The prospect of a world without snooping reporters should be troubling even if you're not the type who can say "Fourth Estate" with a straight face. Sure, reporters on lengthy investigative junkets produce their share of multi-part snoozers that wouldn't see print if not for the sunk costs of the investigations--Pulitzer bait informing the reader, for example, that U-Haul trailers may flip if you turn your car too sharply. But the daily newspaper, specifically the daily newspaper with a full or near monopoly in its local market, can still afford to concentrate reporting resources with a degree of intelligence that blogs and news aggregators have not yet matched.

Like many self-evident truths of the media collapse, however, this one has a rubber/road challenge. The experience of the average news consumer is vastly richer than it was 10 years ago. (And considering that whole new categories of news consumers--such as the 23 million Americans who now receive their journalism via mobile phone--have been created in just the last few years, we should use the term average with caution.) News sources, documentation, and opinion have never been more abundant or more easily accessible. If you want to learn about the scandal-laced competition between Boeing and EADS/Northrop Grumman for the next Air Force tanker contract, or the collapse of the Schenectady, New York, police department, you've never been in a better position to do so.

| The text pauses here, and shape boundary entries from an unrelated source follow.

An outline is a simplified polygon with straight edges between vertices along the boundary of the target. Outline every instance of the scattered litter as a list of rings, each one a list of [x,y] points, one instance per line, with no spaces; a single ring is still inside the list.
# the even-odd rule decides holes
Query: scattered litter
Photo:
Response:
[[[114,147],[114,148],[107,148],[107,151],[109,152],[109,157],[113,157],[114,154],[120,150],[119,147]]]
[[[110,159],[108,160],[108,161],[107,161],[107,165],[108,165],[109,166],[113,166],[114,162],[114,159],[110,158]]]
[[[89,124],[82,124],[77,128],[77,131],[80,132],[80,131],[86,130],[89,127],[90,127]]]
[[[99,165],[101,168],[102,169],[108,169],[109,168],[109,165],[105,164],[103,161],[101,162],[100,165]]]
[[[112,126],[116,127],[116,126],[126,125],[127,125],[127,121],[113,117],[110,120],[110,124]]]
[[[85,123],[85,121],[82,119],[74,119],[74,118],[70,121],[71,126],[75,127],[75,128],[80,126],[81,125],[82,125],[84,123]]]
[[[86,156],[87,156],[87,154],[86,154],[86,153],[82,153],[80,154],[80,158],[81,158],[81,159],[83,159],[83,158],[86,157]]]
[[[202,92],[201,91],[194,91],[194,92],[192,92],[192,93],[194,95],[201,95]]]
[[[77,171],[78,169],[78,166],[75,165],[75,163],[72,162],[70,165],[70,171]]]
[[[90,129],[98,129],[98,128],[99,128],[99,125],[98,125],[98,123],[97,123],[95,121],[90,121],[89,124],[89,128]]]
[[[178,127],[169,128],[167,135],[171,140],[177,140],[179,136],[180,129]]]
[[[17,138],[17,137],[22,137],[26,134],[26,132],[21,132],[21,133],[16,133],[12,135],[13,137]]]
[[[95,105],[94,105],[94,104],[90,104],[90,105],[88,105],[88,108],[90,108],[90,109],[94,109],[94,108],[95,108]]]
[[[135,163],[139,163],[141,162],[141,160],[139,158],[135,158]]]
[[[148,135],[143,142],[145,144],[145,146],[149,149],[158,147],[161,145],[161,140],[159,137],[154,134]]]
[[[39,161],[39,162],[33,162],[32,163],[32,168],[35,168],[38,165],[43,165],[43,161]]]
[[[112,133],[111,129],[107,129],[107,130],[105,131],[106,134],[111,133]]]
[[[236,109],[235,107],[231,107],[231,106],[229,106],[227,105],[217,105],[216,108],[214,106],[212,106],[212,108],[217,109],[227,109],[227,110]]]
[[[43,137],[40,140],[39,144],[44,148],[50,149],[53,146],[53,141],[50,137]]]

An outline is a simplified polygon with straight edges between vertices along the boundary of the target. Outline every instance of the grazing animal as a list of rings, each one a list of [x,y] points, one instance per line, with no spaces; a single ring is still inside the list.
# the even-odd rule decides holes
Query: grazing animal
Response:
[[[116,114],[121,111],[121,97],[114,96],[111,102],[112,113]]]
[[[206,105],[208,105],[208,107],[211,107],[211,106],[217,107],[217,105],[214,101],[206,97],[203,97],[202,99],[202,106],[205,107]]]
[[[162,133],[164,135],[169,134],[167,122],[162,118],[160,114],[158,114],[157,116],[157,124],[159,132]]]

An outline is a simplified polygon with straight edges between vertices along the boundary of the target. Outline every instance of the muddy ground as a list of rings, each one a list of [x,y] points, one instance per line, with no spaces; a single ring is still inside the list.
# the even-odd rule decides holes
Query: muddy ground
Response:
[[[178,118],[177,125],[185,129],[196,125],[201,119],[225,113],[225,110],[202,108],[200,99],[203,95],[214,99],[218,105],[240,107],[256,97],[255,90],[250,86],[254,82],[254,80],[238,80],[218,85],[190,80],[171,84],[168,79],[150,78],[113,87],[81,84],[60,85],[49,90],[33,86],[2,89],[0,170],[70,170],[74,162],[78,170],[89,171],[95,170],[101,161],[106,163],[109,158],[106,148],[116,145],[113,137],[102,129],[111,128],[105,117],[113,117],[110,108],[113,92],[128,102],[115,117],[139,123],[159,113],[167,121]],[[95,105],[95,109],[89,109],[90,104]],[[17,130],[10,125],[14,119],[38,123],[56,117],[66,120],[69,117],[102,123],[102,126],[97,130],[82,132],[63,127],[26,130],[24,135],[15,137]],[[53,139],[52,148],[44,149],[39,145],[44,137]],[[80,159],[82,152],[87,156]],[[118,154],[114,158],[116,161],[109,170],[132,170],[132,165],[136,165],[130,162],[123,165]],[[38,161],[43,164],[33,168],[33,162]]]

How is this possible? Everybody you talk to says there are fewer investigative reporters out there. Everybody you talk to who is honest admits that bloggers and other holy fools have failed to fill the gaps on a sustained basis. "The amount of investigative reporting going on in Sacramento has definitely declined over the last decade," says Jon Fleischman, whose California politics roundup flashreport.com itself offers the kind of inventive, idea-driven, aggressively researched journalism you would normally associate with traditional investigative reporting.